The Second District ruled on three issues regarding the distribution of Ms. Mendelson’s former residence. First, the Second District upheld the trial court’s finding that the purported interest being transferred in the Joint Tenancy Deed was not delivered to Michael, as a joint tenant, due to facts that indicated as such. Furthermore, the Second District affirmed that the Second Trust properly revoked the First Trust. These two conclusions left one issue to be resolved: whether the law required Ms. Mendelson’s home to be transferred by deed into the Second Trust or whether the references to the home in the instrument creating the Second Trust were sufficient to acknowledge that the home was a part of the Second Trust’s corpus. The Second District found the latter to be true.

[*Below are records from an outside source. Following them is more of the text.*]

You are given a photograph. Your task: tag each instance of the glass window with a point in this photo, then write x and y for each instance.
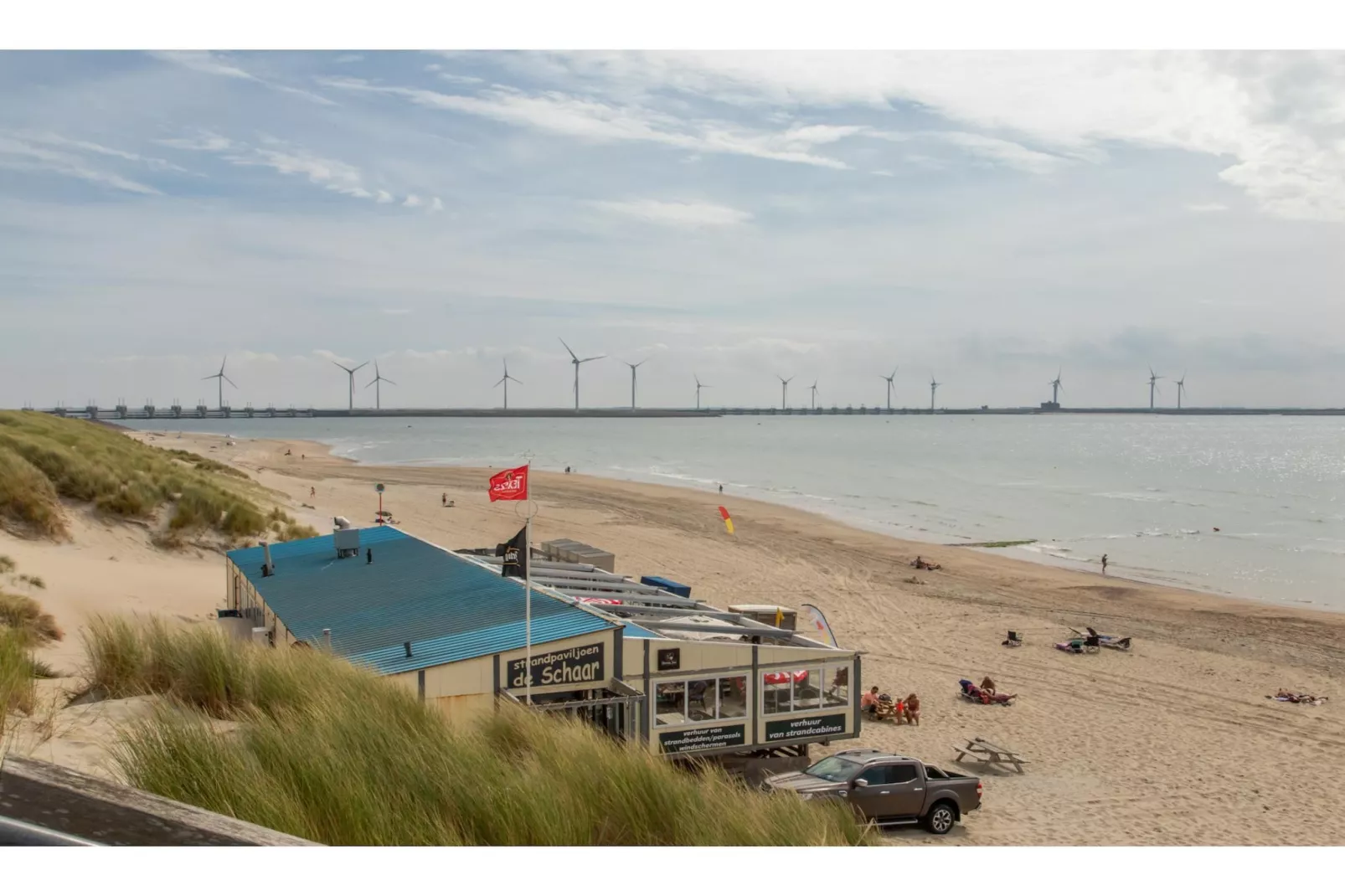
(670, 703)
(734, 698)
(703, 698)
(787, 690)
(837, 687)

Relying on a Kentucky court of appeals case and the Restatement (Third) of Trusts (“Restatement”), the Second District found that the home was validly transferred into the Second Trust, thus allowing the home to be distributed to Michael.

Citing to Ladd v. Ladd, the court stated:

“[N]o authority appears to require that a settlor, who also names himself as trustee of a revocable living trust, must convey his property to the trust by separate instrument. To the contrary, all of the authorities support the conclusion that a declaration by the settlor that he hold the property in trust for another, alone, is sufficient.”[2]

Furthermore, the Mendelson court relies on a comment in the Restatement by stating:

“[T]he law [does not] ordinarily require acknowledgment or recordation, or other formal change in ownership records or documents of title, for the effective creation of the trust. Even additional statutory formalities, such as those applicable to transfers of land requiring that a document be sealed, attested, acknowledged, or recorded, ordinarily are not essential to effect a valid transfer as between transferor and transferee.”[3]

As a result, the Second District firmly held that a settlor who also names himself a trustee of a revocable living trust does not have to convey his property to the trust by separate instrument.

Does this mean that practitioners should not be concerned about re-titling real property into trusts by using deeds as part of the estate planning process? No. In fact, practitioners should ensure that all records, specifically deeds, records of title, and schedules of assets attached to trusts, clearly indicate the intention of the parties when transferring title to property. Confliction causes confusion. Confusion often leads to litigation, which is something that clients hope to avoid when they create an estate plan.

[1] 2015 IL App (2d) 150084.

[2] 323 S.W.3d 772, 778 (Ky.Ct.App.2010).

[3] Restatement (Third) of Trusts § 10 cmt. c (2003).